“He is alive, but terribly hurt; and he may die,” was the reply.

Then the old man turned to the Romany with a great anger and determination in his face. He stretched out an arm, making a sign as cabalistic as that which Fleda had used against her invisible foe in the bedroom.

“Go, Jethro Fawe of all the Fawes,” he said. “Go, and may no patrins mark your road!”

Jethro Fawe shrank back, and half raised his arm, as though to fend himself from a blow.

The patrin is the clue which Gipsies leave behind them on the road they go, that other Gipsies who travel in it may know they have gone before. It may be a piece of string, a thread of wool, a twig, or in the dust the ancient cross of the Romany, which preceded the Christian cross and belonged to the Assyrian or Phoenician world. The invocation that no patrins shall mark the road of a Romany is to make him an outcast, and for the Ry of Rys to utter the curse is sentence of death upon a Romany, for thenceforward every hand of his race is against him, free to do him harm.

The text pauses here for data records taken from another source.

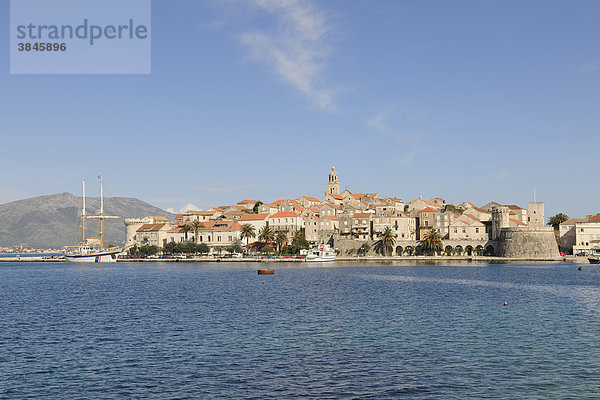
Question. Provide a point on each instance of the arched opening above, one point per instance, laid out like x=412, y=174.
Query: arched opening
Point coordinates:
x=469, y=250
x=449, y=250
x=399, y=250
x=479, y=250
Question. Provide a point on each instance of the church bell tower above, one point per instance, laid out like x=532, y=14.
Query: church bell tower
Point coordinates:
x=333, y=186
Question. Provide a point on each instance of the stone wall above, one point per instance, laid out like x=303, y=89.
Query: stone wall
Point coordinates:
x=526, y=242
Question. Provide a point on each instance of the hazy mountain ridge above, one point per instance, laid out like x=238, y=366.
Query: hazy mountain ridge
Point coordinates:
x=53, y=221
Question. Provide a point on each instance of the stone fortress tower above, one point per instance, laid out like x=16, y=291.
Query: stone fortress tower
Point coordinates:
x=535, y=215
x=534, y=241
x=499, y=221
x=131, y=227
x=333, y=185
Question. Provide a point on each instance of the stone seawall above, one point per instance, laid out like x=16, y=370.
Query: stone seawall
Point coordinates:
x=531, y=243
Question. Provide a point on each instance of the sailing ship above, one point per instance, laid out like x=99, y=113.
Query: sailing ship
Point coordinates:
x=87, y=251
x=322, y=253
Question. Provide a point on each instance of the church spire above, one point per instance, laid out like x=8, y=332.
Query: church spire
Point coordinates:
x=333, y=185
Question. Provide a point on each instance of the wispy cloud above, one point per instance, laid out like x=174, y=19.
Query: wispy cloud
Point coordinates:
x=501, y=175
x=183, y=209
x=226, y=188
x=296, y=49
x=378, y=121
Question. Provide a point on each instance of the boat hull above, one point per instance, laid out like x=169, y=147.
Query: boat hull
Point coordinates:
x=102, y=257
x=320, y=259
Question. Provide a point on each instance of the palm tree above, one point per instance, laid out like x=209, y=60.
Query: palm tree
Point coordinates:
x=281, y=239
x=265, y=234
x=196, y=226
x=186, y=229
x=387, y=241
x=247, y=232
x=432, y=242
x=364, y=249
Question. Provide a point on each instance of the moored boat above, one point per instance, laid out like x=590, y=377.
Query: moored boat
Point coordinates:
x=88, y=251
x=322, y=253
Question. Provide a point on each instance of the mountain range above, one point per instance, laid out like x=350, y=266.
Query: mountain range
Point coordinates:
x=53, y=221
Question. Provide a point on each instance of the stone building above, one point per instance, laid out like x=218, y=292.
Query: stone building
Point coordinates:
x=579, y=236
x=333, y=185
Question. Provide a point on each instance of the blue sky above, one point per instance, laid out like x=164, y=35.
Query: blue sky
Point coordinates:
x=466, y=100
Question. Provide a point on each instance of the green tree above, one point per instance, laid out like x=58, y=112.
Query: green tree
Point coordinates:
x=196, y=226
x=170, y=248
x=280, y=240
x=256, y=205
x=364, y=249
x=186, y=229
x=432, y=242
x=556, y=220
x=386, y=242
x=149, y=250
x=299, y=241
x=203, y=248
x=248, y=232
x=265, y=235
x=234, y=248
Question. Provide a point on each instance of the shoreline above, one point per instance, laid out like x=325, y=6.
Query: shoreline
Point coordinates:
x=367, y=259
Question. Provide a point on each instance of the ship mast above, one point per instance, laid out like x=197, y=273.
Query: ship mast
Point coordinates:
x=101, y=213
x=101, y=216
x=83, y=215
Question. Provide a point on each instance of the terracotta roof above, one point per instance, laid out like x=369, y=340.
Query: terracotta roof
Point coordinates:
x=431, y=203
x=593, y=218
x=254, y=217
x=573, y=221
x=247, y=202
x=366, y=194
x=150, y=227
x=362, y=215
x=517, y=222
x=221, y=226
x=284, y=214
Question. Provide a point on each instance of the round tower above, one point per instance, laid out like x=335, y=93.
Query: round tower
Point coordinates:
x=333, y=185
x=131, y=227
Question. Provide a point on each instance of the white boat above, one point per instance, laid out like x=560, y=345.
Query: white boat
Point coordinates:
x=87, y=252
x=322, y=253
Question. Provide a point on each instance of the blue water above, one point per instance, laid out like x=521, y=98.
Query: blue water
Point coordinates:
x=186, y=331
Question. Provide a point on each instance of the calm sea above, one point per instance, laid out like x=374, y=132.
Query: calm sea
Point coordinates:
x=189, y=331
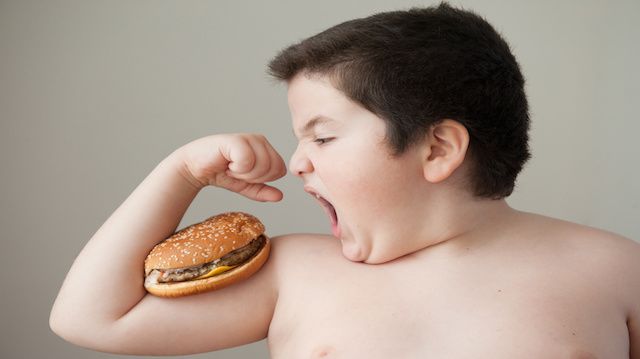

It was that which made Jethro Fawe shrink and cower for a moment. Fleda raised her hand suddenly in protest to Gabriel Druse.

“No, no, not that,” Fleda murmured brokenly to her father, with eyes that looked the pain and horror she felt. Though she repudiated the bond by which the barbarian had dared to call her wife, she heard an inner voice that said to her: “What was done by the Starzke River was the seal of blood and race, and this man must be nearer than the stranger, dearer than the kinsman, forgiven of his crimes like a brother, saved from shame, danger or death when she who was sealed to him can save him.”

She shuddered as she heard the inner voice. She felt that this Other Self of her, the inner-seeing soul which had the secret of the far paths, had spoken truly. Even as she begged her father to withdraw the sentence, it flashed into her mind that the grim Thing of the night was the dark spirit of hatred between Jethro Fawe and the Master Gorgio seeking embodiment, as though Jethro’s evil soul detached itself from his body to persecute her.

At her appeal, Jethro raised his head. His courage came back, the old insolent self-possession took hold of him again. The sentence which the Ry had passed was worse than death (and it meant death, too), for it made him an outcast from his people, and to be outcast was to be thrown into the abyss. It was as though a man without race or country was banished into desolate space. In a vague way he felt its full significance, and the shadow of it fell on him.

“No, no, no,” Fleda repeated hoarsely, with that new sense of responsibility where Jethro was concerned.